Where I saw these gloves.

Just behind a pane of glass.

Politicians often wore gloves in the 1860s when shaking hands. Lincoln rode his own horse to and from Washington when he stayed out at the Soldiers' Home during the last three summers of his presidency (he survived at least one assassination attempt while making this commute); I imagine he may have used gloves then, too.

These particular gloves were in his pocket on Friday, April 14, 1865.
Yes, those are blood stains.

I stood there gobsmacked. Transfixed. Transformed.

I have been back to the ALPM on similar field trips every three years since 2009, in 2012, 2015, 2018, 2021 (a very early coming-out-of-Covid outing), and 2024. The gloves have not been on display on any of those occasions. I've asked about them every time.

And it looks like they will never be on display again.

They're about to be sold.

Auctioned.

The Lincoln Presidential Foundation was, at one time, the fundraising arm of the ALPM. They had a falling out in 2021. The museum has its own collection of Lincoln memorabilia, obviously, but so does the LPF.

And now the LPF has engaged Chicago's Freeman's | Hindman auction house to conduct a sale of some of its Lincoln treasures. (Click here to download the 192-page auction catalog.) Among the items to be sold are these gloves (Lot 114). The auctioneers expect the gloves to fetch somewhere between $800,000 and $1.2 million.

The sale is scheduled for May 21.

The LPF is doing nothing illegal by selling stuff that it owns. I understand that, of course. But these gloves are different from the paper scraps and autographs and other bric-a-brac that are listed in the catalog. This is, of course, why they are expected to fetch so high a price. But the value of these gloves goes beyond mere dollars. These are relics. Powerful. Meaningful. Inspirational. While I acknowledge the LPF's legal right to dispose of its property as it sees fit, I am dismayed at the prospect of these gloves being sold into private hands and potentially lost forever.

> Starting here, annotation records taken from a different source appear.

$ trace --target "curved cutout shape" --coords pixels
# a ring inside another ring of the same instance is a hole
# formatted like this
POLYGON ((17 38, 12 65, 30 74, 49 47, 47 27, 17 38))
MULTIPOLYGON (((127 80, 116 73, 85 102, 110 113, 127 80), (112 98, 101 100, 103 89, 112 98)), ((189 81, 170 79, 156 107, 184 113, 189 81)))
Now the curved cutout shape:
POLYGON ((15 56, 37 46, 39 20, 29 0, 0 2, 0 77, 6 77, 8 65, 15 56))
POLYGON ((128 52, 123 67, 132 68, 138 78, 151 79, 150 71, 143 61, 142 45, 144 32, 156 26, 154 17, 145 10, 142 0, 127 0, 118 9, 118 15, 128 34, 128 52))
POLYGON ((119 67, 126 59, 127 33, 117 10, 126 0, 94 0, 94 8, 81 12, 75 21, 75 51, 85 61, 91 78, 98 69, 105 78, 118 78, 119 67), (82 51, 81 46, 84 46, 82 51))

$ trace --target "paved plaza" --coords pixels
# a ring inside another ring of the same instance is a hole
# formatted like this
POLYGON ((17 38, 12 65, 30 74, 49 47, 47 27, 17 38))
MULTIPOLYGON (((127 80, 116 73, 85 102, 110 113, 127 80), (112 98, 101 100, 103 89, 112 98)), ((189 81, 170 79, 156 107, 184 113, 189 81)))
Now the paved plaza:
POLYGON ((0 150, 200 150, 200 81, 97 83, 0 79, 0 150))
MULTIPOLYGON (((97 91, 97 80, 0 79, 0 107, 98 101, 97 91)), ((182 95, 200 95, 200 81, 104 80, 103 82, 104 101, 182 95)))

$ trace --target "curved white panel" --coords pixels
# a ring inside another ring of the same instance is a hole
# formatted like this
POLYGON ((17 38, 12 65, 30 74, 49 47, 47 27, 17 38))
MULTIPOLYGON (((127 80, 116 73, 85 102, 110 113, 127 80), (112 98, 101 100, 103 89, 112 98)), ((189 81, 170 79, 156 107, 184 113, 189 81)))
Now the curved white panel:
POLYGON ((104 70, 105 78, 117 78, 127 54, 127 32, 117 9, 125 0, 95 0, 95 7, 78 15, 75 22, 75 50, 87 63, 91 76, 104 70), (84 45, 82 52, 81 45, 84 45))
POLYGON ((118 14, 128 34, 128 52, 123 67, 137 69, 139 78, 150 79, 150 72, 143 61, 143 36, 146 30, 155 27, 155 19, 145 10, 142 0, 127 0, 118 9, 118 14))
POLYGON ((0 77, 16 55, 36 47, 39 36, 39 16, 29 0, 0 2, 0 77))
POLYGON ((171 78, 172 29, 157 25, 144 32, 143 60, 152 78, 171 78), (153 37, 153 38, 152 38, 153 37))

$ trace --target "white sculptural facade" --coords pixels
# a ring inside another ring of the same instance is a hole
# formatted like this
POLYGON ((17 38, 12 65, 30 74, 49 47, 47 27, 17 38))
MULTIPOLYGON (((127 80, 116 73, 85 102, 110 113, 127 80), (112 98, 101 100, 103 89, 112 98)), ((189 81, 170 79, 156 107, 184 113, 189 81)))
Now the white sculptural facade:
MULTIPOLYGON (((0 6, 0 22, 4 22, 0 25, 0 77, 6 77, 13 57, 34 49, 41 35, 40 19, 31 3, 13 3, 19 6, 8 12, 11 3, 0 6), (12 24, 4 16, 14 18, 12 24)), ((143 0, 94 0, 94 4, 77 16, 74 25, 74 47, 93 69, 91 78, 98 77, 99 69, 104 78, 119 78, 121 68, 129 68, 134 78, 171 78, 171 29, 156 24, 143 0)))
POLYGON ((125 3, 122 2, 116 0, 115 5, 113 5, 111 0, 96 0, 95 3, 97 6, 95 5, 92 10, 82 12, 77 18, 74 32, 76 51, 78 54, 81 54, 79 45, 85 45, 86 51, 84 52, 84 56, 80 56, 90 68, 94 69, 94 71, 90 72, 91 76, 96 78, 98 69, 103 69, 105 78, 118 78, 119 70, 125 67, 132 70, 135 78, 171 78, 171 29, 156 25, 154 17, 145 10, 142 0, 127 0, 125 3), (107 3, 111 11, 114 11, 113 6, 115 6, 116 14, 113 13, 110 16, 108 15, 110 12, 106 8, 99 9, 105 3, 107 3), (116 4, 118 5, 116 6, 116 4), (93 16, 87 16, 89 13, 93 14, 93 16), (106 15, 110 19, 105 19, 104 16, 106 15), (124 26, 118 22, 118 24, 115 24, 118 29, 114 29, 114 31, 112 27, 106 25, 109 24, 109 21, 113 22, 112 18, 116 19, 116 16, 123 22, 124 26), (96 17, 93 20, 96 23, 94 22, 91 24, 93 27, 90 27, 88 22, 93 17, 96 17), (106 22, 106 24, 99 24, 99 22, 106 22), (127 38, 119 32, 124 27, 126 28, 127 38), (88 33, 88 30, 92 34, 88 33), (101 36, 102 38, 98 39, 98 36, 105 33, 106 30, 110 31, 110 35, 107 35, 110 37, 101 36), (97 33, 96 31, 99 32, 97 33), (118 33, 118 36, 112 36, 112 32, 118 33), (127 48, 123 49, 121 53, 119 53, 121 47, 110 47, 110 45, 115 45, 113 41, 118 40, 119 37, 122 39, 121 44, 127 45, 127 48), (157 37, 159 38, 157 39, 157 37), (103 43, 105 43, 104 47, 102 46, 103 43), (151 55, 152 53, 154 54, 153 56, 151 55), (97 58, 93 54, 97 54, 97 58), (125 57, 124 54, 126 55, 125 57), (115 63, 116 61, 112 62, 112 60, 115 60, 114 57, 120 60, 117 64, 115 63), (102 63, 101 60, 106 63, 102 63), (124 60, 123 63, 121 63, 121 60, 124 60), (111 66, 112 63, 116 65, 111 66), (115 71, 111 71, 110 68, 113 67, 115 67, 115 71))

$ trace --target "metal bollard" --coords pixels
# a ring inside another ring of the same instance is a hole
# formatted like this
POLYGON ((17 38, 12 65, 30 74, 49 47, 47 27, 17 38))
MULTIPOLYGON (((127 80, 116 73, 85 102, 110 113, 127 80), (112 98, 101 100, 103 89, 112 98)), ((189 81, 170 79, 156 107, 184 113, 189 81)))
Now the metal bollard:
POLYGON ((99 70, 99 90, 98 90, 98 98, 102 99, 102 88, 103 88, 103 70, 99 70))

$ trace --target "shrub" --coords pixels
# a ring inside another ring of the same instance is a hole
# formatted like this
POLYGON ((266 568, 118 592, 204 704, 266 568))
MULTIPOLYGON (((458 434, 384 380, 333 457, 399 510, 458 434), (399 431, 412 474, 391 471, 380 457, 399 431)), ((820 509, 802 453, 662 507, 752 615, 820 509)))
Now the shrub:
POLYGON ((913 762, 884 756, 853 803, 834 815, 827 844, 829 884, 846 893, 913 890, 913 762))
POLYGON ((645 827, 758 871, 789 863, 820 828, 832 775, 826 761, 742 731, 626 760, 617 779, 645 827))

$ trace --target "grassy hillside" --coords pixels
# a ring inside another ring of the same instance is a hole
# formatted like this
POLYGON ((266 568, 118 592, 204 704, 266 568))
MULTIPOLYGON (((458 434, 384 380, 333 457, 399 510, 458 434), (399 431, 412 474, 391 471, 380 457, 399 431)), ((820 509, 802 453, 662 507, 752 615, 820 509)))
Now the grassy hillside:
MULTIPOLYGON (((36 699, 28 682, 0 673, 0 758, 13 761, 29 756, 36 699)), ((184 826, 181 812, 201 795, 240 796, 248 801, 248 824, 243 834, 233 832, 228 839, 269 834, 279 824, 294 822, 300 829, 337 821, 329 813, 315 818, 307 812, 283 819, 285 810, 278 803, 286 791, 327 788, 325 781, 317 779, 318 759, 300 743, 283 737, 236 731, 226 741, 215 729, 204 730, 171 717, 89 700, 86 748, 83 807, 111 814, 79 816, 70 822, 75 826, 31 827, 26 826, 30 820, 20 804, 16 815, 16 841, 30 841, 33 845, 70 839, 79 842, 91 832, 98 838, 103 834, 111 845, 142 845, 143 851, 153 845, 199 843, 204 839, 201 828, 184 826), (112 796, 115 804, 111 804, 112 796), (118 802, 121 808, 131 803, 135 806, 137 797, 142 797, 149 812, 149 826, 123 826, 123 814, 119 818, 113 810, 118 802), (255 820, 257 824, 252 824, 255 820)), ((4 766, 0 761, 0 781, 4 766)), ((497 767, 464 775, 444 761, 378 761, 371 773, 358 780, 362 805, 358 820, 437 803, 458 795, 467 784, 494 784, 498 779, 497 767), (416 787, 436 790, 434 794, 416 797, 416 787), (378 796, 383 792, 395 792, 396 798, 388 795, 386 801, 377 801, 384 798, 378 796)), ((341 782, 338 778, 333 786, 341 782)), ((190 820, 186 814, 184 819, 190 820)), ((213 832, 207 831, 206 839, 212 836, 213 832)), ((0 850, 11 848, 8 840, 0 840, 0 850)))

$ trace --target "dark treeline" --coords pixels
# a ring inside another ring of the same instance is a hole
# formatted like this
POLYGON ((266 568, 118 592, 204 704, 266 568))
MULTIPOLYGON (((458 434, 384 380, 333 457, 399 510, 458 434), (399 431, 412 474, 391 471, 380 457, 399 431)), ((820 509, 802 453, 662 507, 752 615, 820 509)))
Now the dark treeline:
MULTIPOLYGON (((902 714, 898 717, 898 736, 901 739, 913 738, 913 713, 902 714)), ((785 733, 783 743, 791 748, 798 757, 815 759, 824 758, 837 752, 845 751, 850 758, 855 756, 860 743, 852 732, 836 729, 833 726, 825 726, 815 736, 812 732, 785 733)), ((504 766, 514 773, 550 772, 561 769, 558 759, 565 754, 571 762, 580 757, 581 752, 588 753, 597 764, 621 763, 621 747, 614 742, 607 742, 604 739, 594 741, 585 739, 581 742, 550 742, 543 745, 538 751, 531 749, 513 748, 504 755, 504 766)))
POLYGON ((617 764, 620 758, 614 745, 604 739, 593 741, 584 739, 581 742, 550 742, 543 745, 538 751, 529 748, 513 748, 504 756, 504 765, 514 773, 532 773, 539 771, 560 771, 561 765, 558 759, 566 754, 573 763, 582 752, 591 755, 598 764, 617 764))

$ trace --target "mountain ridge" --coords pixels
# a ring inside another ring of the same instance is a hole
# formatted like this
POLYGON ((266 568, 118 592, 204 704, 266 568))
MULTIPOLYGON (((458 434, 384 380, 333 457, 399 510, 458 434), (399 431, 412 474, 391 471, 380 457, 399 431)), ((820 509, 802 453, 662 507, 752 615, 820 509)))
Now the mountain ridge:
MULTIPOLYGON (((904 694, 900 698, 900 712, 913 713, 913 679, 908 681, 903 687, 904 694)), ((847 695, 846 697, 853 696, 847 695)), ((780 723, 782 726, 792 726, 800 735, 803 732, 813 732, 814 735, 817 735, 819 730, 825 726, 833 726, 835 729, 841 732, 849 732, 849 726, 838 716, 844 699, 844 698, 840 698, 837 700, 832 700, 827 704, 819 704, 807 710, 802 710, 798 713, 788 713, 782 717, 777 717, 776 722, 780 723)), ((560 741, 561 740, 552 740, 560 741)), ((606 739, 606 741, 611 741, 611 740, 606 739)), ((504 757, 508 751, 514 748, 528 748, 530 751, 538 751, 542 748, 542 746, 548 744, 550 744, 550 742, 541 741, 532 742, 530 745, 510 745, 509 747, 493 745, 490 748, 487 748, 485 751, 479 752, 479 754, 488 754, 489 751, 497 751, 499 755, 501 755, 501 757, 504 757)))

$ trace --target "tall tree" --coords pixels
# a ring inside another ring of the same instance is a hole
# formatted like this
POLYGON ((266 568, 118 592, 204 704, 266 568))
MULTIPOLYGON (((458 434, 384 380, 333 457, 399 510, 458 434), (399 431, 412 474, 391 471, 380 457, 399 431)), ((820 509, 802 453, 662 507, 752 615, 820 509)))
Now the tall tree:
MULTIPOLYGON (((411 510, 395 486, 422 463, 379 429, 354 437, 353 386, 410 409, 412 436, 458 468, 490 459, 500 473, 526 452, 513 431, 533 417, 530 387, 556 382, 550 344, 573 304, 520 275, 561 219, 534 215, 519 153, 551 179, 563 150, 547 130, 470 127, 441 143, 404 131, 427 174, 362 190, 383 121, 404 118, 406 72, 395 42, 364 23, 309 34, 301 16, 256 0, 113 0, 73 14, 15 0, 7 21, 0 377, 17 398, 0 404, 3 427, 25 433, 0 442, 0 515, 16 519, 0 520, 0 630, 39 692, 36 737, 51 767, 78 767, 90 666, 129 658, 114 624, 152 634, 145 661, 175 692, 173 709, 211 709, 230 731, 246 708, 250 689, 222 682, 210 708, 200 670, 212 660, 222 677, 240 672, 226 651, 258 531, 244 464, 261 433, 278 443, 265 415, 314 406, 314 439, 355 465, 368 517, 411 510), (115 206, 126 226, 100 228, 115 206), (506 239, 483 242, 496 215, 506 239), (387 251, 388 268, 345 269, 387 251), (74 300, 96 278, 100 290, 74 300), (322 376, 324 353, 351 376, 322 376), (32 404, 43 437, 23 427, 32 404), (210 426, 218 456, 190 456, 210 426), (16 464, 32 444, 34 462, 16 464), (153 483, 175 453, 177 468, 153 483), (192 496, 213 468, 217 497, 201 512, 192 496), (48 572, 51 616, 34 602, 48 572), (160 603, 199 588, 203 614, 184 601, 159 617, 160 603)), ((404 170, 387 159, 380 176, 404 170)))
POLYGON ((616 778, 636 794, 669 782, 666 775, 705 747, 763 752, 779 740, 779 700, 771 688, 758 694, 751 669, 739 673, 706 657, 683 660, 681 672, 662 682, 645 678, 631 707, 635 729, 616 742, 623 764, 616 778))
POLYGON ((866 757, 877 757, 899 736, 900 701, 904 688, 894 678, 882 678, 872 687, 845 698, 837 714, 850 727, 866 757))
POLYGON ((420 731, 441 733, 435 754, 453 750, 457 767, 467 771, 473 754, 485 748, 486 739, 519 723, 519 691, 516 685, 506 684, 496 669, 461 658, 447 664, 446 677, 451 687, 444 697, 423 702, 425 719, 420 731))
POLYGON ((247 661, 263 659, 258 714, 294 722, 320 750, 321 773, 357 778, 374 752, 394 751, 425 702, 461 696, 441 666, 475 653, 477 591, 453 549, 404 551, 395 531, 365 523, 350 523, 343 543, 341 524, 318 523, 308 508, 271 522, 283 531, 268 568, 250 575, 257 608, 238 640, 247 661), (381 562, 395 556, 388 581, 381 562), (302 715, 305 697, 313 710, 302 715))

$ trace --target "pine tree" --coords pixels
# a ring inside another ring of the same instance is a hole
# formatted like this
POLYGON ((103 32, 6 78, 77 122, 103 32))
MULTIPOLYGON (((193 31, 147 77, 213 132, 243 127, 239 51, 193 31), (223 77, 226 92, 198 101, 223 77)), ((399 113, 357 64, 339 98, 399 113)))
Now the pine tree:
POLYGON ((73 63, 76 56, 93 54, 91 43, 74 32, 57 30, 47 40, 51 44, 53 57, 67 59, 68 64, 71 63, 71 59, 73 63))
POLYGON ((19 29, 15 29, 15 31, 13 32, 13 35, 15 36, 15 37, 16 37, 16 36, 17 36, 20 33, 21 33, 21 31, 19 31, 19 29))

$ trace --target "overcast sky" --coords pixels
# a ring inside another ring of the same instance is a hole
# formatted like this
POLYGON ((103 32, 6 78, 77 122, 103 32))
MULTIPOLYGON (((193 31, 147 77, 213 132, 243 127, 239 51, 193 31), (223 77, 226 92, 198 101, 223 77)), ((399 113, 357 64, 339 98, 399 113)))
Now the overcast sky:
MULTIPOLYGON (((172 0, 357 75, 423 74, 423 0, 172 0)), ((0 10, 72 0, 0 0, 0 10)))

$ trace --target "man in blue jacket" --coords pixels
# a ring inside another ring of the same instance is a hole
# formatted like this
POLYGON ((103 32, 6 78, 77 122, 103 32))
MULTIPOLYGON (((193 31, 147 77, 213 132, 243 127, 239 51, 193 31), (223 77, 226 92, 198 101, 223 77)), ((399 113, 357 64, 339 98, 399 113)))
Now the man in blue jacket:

I've reached out to the ALPM for comment about the sale, but have so far received no response.

I write this in hopes that some well-heeled FWIW reader or readers (I know there are some) can find a way to save these gloves for the people of the State of Illinois. They are a true treasure, and I hope that some means can be found by which they may be secured, preferably for the ALPM, but in any event preserved for public display in Illinois. In the Land of Lincoln.

1 comment:

Albert said...

Jack, there is a possibility here, however remote. If you start a GoFundMe and enough of your wealthier Chicago and Springfield readers kick in, it might get some traction in local media. If it went viral enough it could draw in enough money from Illinois residents and Lincoln-philes to head off an auction. Wouldn't be easy but stranger things have happened. Just a thought.